# Amish electric fireplace



## Eye Spy (Sep 14, 2006)

Has anyone ordered one of these? I saw an artice about it in today's USA Today stating that if you call within the next 48 hours, you will get the fireplace for free as long as you buy the mantle ($300) that goes along with it. I called the number and it sounds authenic, but I am still a little hesitant. The article says it uses less energy than a coffee maker but will heat an average size living room in minutes. I thought about ordering one to cut down on my lp gas bill, but am not sure.

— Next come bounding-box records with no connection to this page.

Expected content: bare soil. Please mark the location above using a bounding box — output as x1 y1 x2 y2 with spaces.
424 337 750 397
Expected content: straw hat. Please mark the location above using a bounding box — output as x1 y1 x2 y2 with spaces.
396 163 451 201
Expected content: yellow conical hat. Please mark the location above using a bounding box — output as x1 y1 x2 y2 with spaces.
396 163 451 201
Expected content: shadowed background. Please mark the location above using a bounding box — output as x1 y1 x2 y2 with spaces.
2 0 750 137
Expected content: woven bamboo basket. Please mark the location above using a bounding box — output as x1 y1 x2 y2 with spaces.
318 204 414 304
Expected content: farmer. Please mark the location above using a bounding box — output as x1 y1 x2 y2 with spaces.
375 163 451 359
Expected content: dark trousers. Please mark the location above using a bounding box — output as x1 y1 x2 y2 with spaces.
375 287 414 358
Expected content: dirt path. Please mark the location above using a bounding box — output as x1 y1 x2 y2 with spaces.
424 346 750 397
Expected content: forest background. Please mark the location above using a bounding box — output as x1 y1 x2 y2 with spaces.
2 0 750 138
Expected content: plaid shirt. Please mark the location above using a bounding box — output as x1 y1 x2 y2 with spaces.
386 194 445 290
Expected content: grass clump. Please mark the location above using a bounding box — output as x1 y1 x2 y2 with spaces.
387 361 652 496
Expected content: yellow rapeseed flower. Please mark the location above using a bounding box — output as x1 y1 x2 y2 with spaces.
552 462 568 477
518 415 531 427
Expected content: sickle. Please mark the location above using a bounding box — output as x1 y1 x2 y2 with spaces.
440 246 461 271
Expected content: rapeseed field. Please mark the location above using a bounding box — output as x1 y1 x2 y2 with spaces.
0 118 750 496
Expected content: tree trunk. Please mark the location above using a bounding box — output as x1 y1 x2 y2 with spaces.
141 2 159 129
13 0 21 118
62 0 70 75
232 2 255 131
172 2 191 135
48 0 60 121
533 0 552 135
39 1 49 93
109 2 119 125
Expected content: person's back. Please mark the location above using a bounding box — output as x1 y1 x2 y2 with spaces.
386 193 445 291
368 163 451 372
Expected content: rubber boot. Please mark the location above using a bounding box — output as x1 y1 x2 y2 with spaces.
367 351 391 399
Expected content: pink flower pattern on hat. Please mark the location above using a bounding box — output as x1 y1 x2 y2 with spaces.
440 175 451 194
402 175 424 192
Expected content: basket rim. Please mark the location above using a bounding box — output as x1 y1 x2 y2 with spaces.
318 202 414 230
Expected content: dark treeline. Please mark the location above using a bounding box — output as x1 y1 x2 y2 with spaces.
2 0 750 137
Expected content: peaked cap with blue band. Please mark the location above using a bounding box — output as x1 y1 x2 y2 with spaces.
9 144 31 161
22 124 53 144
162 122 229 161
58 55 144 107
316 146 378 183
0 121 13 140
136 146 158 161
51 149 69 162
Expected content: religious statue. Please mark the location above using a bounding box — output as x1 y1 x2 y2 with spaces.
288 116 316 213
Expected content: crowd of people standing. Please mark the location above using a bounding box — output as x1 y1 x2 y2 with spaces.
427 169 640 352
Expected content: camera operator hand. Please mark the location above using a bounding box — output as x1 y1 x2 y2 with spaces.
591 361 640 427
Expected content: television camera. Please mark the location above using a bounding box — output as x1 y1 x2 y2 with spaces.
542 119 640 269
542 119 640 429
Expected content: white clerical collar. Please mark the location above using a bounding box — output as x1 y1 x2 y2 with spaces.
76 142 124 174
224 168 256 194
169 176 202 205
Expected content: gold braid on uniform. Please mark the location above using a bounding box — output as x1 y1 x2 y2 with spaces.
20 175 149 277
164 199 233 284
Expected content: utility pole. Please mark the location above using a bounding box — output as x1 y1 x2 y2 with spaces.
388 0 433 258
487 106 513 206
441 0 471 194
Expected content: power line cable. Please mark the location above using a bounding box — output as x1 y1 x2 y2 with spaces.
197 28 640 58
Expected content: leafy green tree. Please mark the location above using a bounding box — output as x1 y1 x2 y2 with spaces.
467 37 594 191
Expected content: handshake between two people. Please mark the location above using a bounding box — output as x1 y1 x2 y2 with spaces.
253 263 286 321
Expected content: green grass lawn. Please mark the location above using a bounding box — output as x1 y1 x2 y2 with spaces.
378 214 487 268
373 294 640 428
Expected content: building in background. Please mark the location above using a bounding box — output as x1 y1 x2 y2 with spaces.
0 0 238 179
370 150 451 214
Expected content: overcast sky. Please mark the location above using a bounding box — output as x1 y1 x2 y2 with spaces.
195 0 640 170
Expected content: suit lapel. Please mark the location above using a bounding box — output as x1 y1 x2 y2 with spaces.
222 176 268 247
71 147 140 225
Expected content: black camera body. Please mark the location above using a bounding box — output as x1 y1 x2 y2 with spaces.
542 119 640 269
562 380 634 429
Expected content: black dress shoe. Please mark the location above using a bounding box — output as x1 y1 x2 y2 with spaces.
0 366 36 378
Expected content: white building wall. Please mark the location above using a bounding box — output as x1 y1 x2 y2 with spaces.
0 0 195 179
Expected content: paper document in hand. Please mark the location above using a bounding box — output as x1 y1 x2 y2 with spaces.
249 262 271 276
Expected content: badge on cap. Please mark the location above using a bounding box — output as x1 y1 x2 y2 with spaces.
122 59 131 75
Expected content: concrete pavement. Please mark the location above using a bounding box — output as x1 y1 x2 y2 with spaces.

Any thoughts?


----------



## Toxic (May 13, 2006)

Since when did the Amish start using electric?


----------



## JOE W (Jun 4, 2004)

the neighbor has a couple !! they are as about good as the average electric heater !! yes if you use it, you will pay for it !! electric wise !! if you have toddlers i would get 1 or 2 . i dont think you can get burned by 1 . there is my 2 cent report on them things.:B


----------



## Bobinstow90 (Apr 13, 2006)

Any pics of that Amish Electric Fireplace? Like Toxic states....sounds odd.


----------



## ezbite (May 25, 2006)

the amish probably build the mantles and someone else installs the heater??? just a guess. but hey, i see them out on mosquito fishing in boats propelled by GAS motors all year long. so maybe they are allowed use electricty for somethings


----------



## misfit (Apr 5, 2004)

the heater is not built by amish.only the mantle is,as an enclosure for the heater.


----------



## Toxic (May 13, 2006)

ezbite said:


> the amish probably build the mantles and someone else installs the heater??? just a guess. but hey, i see them out on mosquito fishing in boats propelled by GAS motors all year long. so maybe they are allowed use electricty for somethings


And I thought this whole time they were drowning their poor horses.  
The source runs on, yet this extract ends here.